Miré a través de la ventana y encontré a dos amigas que paseaban por la acera
de enfrente. Habían girado las cabezas hacia mi ventana y comentaban algo entre
ellas. Las cortinas de mi habitación, blancas, estaban echadas. No respondí, me
quedé medio paralizado.
Al cabo de
unos días, bromeé con ellas: «Es muy feo espiar a la gente en su intimidad.» En
un principio no me entendieron. Parece ser que, en realidad, no me habían visto
a través de las cortinas, sino que solo habían gritado mi nombre porque sabían
que vivía allí. Eso me alivió. Los días anteriores me había obsesionado con la
idea de que, cada vez que la persiana de mi ventana estuviera levantada,
alguien me estaría mirando. Lo único tranquilizador era el pensamiento de que
nos espían cuando nosotros no nos damos cuenta de que nos están espiando. Por
lo tanto, si yo era consciente de que alguien me estaba espiando, era casi
seguro que nadie lo estaría haciendo.
Unas
cortinas de flores solo se le ocurrirían a un genio. Qué juego del despiste.
Confundiría a todos los escritores y curiosos que, mientras andamos por la
calle, nos fijamos en nuestro alrededor. Siempre que veo alguna puerta o
ventana abierta, levanto la nariz y, sutilmente, miro qué hay dentro. Y, de
paso, también tendría que decir que nunca me resisto (en el metro, autobús,
tren, lo que sea) a escuchar las conversaciones de los desconocidos. Me lo tomo
en serio, pues más de una vez he sacado de esas escuchas el material para mis
relatos y novelas.
Busco
asiento en el autobús.
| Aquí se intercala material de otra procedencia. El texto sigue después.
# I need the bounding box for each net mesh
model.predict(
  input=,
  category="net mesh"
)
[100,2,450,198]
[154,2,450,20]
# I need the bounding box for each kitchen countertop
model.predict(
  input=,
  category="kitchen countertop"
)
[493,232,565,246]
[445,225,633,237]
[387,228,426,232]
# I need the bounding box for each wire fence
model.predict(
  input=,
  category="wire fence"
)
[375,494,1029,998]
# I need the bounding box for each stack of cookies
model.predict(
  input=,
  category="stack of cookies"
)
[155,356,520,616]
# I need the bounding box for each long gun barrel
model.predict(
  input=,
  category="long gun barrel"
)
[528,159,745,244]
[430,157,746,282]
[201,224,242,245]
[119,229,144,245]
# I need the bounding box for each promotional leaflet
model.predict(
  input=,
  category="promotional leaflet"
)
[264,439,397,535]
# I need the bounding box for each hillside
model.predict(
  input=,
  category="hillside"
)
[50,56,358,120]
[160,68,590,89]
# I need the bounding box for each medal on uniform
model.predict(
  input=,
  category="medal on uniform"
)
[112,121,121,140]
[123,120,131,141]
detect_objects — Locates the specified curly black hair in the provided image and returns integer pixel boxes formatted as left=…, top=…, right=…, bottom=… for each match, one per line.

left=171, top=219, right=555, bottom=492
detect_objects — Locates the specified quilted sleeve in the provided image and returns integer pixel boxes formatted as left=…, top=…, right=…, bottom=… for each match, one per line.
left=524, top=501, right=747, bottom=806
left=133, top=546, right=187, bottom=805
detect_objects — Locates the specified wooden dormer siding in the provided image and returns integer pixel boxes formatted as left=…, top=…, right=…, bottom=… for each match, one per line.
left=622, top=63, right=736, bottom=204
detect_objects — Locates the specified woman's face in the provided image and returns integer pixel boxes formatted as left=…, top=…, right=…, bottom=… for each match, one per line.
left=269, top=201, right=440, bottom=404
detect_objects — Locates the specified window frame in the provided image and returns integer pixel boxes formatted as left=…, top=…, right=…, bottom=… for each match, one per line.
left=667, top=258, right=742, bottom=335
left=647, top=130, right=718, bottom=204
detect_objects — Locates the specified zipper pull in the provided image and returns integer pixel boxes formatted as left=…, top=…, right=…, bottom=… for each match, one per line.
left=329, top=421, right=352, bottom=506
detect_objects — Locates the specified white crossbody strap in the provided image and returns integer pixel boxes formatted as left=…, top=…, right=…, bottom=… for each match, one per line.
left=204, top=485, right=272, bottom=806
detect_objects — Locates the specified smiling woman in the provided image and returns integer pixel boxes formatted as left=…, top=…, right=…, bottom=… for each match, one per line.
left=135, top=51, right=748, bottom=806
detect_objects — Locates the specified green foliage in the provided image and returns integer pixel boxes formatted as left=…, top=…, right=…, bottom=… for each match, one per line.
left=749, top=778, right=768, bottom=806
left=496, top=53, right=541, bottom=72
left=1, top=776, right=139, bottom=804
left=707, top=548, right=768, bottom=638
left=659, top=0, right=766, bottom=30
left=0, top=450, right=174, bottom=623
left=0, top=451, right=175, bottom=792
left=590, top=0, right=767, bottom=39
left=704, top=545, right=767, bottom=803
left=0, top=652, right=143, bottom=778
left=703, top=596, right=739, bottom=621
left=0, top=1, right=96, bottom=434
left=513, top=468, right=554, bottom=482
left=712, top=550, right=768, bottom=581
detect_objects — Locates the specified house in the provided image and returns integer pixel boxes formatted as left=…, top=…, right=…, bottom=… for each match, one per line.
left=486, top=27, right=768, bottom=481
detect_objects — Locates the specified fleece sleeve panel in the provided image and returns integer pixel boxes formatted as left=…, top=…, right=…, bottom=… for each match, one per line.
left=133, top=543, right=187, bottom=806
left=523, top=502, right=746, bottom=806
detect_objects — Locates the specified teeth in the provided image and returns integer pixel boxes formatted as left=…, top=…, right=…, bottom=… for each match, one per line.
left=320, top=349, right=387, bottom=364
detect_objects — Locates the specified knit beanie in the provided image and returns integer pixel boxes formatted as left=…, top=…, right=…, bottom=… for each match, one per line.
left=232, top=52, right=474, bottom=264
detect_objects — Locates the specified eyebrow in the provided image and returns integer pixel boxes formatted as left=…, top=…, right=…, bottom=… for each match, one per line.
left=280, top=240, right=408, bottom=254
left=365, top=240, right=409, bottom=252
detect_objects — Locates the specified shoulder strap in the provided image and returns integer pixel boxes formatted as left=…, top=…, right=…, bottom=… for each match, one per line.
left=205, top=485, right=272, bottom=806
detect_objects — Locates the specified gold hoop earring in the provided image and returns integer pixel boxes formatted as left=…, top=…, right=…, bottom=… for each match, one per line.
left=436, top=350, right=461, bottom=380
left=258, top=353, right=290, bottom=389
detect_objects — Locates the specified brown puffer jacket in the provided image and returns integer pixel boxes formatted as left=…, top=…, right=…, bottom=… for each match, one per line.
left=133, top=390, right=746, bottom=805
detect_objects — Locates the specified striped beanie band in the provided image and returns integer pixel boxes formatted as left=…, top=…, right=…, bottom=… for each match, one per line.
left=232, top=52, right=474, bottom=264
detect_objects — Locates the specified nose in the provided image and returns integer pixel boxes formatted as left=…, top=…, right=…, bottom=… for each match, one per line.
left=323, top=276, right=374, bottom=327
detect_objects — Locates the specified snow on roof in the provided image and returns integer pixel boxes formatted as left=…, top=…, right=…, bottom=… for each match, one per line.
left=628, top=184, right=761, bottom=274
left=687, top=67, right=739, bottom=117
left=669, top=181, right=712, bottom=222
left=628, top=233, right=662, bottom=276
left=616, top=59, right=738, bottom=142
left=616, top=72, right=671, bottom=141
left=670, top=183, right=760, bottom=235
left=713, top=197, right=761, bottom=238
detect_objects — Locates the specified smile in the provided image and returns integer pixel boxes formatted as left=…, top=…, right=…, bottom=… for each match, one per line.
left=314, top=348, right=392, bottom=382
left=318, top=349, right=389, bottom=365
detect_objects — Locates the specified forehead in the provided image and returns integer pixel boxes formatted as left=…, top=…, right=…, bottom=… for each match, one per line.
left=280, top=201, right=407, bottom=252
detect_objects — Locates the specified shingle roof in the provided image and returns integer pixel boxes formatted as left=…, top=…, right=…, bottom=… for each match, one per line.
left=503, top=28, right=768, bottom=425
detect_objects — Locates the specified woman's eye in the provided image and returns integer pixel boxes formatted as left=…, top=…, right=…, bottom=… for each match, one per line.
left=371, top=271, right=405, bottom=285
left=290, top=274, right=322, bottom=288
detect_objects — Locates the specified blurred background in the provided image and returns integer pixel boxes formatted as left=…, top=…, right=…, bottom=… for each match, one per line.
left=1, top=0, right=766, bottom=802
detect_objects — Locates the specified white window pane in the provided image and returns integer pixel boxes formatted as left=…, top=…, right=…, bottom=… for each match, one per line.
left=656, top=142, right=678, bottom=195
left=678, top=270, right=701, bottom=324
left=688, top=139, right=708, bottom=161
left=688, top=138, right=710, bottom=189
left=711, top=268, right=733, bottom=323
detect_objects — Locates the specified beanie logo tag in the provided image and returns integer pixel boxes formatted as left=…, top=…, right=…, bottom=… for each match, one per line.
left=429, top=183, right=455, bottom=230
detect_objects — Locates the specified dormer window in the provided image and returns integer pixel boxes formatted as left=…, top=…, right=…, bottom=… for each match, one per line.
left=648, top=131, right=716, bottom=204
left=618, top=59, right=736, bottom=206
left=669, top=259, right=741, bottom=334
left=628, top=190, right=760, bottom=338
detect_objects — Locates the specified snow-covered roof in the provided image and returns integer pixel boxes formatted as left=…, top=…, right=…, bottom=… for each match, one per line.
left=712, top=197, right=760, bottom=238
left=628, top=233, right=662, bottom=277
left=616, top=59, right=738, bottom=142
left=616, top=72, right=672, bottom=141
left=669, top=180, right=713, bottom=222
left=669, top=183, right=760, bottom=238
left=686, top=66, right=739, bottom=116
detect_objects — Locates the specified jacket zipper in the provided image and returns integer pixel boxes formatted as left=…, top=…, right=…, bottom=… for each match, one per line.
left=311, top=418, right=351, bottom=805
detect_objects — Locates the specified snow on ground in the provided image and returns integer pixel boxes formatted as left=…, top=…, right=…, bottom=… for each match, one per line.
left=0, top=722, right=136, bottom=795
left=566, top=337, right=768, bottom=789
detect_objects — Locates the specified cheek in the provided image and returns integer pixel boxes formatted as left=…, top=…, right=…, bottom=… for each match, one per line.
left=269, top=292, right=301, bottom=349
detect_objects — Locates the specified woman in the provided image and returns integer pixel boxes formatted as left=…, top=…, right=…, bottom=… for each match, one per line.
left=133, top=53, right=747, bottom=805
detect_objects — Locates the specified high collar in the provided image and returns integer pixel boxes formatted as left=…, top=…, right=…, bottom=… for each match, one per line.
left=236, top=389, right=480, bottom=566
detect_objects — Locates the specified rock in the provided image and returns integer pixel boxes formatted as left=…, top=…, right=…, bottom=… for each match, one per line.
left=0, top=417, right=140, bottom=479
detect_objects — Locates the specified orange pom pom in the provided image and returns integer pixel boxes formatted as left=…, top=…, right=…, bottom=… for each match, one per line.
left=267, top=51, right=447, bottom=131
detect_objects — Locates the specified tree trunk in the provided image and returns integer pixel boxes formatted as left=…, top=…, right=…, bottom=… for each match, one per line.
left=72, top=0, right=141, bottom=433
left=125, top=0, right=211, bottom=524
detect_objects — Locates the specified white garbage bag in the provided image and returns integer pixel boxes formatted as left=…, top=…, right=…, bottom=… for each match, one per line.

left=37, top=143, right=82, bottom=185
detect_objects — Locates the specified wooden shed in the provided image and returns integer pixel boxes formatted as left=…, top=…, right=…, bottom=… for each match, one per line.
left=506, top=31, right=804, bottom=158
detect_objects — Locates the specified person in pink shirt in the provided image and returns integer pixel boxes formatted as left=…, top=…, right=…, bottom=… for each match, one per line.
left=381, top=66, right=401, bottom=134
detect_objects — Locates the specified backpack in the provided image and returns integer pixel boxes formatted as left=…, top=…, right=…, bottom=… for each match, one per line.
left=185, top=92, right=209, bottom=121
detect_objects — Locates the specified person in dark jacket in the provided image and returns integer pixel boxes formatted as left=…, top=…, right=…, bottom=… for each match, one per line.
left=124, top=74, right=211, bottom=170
Esta vez intentaré no golpearme la cabeza al sentarme.
Pasó ayer: volvía del curso de Periodismo, había subido al vehículo y, al ir a
sentarme, me di un coscorrón con una barra de metal que había en el techo, una de
esas que sirven para agarrarse cuando el autobús se zarandea. No medí bien las
distancias. Por lo general, esas barras no están en el techo, pero coincidió
con que, en esa parte, había un maletero y, debajo de este, la barra, por lo
que cualquier persona mínimamente alta se habría tenido que agachar para
sentarse sin golpearse.
Pensaba que
había aprendido a reírme de mí mismo. Lo primero que hice al conseguir sentarme
fue hundir la cabeza entre los hombros e imaginarme a los de detrás riéndose de
mí. «Son cuarenta minutos de trayecto. Cuarenta minutos y los olvidarás a
todos.» Luego me di cuenta de que no había nadie.